2016

I've kept this blog, on and off, since 2006. In 2015 I used it to chart daily encounters, images, thoughts and feelings about volcanic basalt/bluestone in Melbourne and Victoria, especially in the first part of the year. I plan to write a book provisionally titled Bluestone: An Emotional History, about human uses of and feelings for bluestone. But I am also working on quite a few other projects and a big grant application, especially now I am on research leave. I'm working mostly from home, then, for six months, and will need online sociability for company!


Tuesday, May 27, 2008

Out of the mouth of the teenager

We had just watched an episode mid-way through the last season of Six Feet Under, in which David and Keith were struggling with their two new adopted children. Joel said, "Which do you think is harder? Growing up? or bringing up a family?"

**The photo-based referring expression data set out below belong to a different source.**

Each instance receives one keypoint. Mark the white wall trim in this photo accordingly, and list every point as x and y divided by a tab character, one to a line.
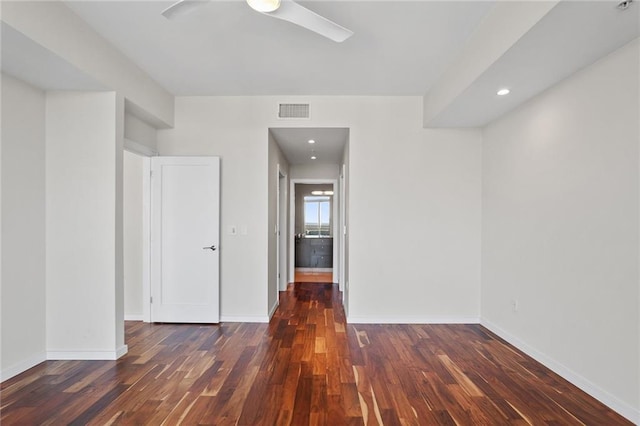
412	320
146	239
273	309
22	366
587	386
134	317
243	318
82	355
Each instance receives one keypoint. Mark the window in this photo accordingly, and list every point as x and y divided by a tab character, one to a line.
317	216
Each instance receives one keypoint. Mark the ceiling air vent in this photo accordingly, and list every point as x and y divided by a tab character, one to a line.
293	111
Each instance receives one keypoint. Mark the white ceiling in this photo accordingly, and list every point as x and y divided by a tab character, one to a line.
328	147
573	35
27	60
225	48
399	48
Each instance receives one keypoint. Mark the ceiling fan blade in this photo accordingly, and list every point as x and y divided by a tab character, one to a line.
182	7
292	12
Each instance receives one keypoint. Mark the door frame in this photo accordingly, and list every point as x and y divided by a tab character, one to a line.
146	153
281	228
334	215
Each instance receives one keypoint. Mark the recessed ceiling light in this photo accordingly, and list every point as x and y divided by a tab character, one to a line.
264	5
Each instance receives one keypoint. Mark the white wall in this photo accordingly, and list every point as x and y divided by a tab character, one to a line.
276	157
133	238
54	26
560	229
84	308
141	133
23	227
428	245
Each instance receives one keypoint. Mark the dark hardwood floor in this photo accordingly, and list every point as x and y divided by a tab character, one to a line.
306	367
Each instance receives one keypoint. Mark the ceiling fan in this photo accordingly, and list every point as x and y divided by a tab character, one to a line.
286	10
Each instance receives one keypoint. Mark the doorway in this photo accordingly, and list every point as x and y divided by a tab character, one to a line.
281	220
314	218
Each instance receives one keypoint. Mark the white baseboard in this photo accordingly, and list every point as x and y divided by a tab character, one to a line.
122	351
273	309
240	318
22	366
134	317
82	355
411	320
621	407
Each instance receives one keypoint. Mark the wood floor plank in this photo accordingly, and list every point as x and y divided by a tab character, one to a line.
307	367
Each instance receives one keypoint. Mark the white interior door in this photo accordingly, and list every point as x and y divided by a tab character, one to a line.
185	198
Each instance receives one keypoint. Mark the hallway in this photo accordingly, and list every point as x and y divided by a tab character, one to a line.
305	367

Damn good question, I say. And of course, the two things are probably related, in that the way we bring up children has got lots to do with the way we were brought up, and our own experience of growing up. All those unarticulated dramas and memories that bubble along behind the day to day chaos of holding family life together.

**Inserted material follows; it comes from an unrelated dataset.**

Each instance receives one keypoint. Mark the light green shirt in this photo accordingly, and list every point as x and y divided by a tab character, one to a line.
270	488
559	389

This has been a great series. We are watching it on DVD and while I sometimes recoil at the Language - Sex - Drugs nexus, on Joel's behalf, it's been a great study in character, in family and in excess of various kinds, as nearly all the characters spiral up and down in hope and despair. And almost anything is better than watching commercial television.

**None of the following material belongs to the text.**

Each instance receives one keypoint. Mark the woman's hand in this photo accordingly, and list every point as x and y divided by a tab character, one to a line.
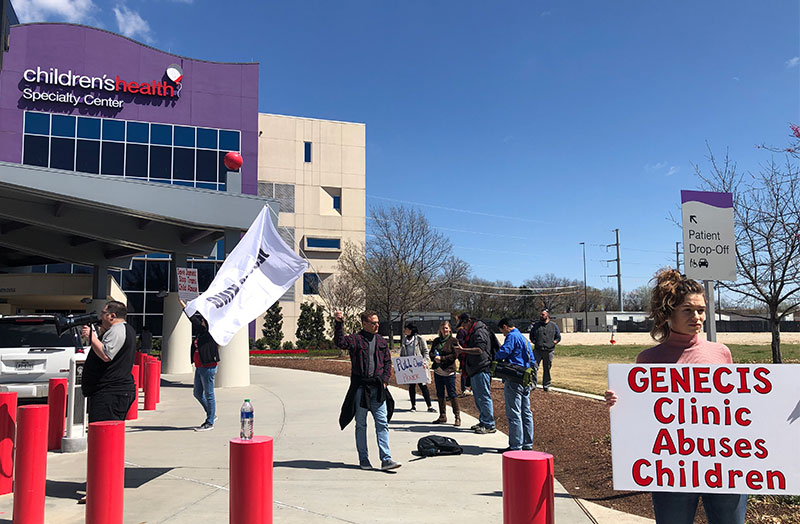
611	398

And anything that triggers that kind of question can't be all bad, I think.

2 comments:

Anonymous said...

I don't know which is harder, but it did occur to me when pregnant that my constant state of bodily change and hormonal fluctuations were very similar to being eleven or twelve and regularly bewildered by my body.

I'd probably add that bringing up a family is also a process of 'growing up' (but certainly not the only one, having kids isn't compulsory for maturity) when one learns that one is not only not the centre of attention, but that ones own needs become nothing in the face of another.

This old world is a new world said...

Hmmm. Nicely put. I realised I didn't have an answer to this question. At first I was going to say bringing up a family takes longer than growing up, but that's not necessarily true, either.

I suspect being adolescent is the most acute form of all this growing, though.